Die Erfindung betrifft ein Mischbrett, bestehend aus einer Fläche zum Aufbringen einer Masse, insbesondere einer Spachtelmasse, und einem Handgriff. DOLLAR A Um ein Mischbrett zu schaffen, das in ergonomischer Hinsicht so ausgebildet ist, dass auch ein längeres Arbeiten mit dem Mischbrett möglich ist, wird im Rahmen der Erfindung vorgeschlagen, dass der Handgriff an der Unterseite des Mischbrettes mit einem im wesentlichen L-förmigen Querschnitt ausgebildet ist. DOLLAR A Hierdurch wird es möglich, das Mischbrett mit zwei Fingern, die seitlich in den Griff eingeführt werden, zu halten, wodurch aufgrund der natürlichen Schließtendenz das Mischbrett ohne schnelle Ermüdung gehalten werden kann. DOLLAR A Eine Weiterbildung der Erfindung besteht darin, dass der Handgriff einen T-förmigen Querschnitt aufweist.

Description

Die Erfindung betrifft ein Mischbrett, bestehend aus einer Fläche zum Aufbringen einer Masse, insbesondere einer Spachtelmasse, und einem Handgriff.

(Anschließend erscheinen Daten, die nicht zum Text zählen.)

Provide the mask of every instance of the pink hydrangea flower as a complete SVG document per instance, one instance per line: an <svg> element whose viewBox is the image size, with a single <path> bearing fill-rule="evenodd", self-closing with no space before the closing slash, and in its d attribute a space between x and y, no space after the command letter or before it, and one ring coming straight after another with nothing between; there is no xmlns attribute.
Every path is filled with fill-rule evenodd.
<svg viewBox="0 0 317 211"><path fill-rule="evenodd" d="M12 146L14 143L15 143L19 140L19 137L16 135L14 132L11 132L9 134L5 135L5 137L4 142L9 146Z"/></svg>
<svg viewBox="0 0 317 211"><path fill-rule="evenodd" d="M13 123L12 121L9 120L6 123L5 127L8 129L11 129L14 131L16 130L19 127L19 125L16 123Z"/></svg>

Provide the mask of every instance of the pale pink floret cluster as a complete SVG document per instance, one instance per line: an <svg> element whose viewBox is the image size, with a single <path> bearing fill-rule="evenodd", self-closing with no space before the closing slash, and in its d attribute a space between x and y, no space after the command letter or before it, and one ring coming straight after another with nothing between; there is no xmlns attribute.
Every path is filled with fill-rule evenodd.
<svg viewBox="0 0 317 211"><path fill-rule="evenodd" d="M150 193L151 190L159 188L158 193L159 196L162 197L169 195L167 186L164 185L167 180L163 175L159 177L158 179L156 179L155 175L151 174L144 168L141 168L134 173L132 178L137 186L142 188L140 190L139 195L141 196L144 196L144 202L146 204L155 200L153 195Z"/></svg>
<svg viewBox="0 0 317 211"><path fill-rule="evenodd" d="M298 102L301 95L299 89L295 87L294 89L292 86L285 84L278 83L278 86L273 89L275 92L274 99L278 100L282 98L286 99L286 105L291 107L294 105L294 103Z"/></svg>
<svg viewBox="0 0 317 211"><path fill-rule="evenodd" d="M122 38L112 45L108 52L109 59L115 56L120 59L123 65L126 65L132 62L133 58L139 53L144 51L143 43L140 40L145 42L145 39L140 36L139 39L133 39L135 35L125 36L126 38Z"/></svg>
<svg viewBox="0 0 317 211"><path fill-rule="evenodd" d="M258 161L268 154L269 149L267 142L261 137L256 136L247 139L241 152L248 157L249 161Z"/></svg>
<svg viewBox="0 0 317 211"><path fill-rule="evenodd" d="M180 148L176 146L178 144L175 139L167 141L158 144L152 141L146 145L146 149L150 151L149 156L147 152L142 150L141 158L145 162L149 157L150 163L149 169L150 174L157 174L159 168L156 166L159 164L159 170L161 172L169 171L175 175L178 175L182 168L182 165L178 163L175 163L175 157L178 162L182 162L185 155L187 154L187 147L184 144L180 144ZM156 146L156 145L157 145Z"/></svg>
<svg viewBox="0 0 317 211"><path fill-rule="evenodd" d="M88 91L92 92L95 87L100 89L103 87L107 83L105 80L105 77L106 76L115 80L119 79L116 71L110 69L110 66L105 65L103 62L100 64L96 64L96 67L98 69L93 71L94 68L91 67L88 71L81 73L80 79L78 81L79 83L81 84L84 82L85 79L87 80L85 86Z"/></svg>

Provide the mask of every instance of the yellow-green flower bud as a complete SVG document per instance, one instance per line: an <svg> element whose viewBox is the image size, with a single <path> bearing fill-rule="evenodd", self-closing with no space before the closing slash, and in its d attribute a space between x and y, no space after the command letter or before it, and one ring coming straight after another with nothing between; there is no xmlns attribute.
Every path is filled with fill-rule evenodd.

Derartige Mischbretter sind beispielsweise aus der US 1,865,885 bekannt, bei der der Handgriff als zylindrischer Stab in der Mitte der Fläche angeordnet ist. Bei einem derartigen Mischbrett wird der Handgriff umfaßt, was jedoch bei längerer Benutzung und insbesondere beim Mischen der Stoffe auf dem Brett zu einer starken Beanspruchung des Handgelenkes und der Unterarmsehnen und somit zu einer Ermüdung der Hand führt.
Ein entsprechendes Mischbrett ist auch in der EP 0 141 482 A3 beschrieben, wobei bei diesem Mischbrett, welches rechteckig ausgebildet ist, eine Seitenkante entgegen der Richtung des Handgriffes nach oben gezogen ist.
Aus der DE 296 19 285 U1 ist eine ergonomische Mischplatte mit einer Daumenmulde zum Festhalten der Mischplatte und Vertiefungen zur Aufnahme von Substanzen bekannt.
Die DE 5 08 758 C beschreibt einen Malerspachtel, der an seiner Unterseite einen Daumenring aufweist, durch den der Daumen gesteckt wird, während die Finger der Hand auf der gegenüberliegenden Spachtelseite aufliegen. Ebenso ist in dieser Schrift ein Riemen beschrieben, in den gesamte Hand einschließlich Daumen eingesteckt werden kann.
Die Aufgabe der Erfindung besteht darin, ein Mischbrett zu schaffen, das in ergonomischer Hinsicht so ausgebildet ist, dass auch ein längeres Arbeiten mit dem Mischbrett möglich ist.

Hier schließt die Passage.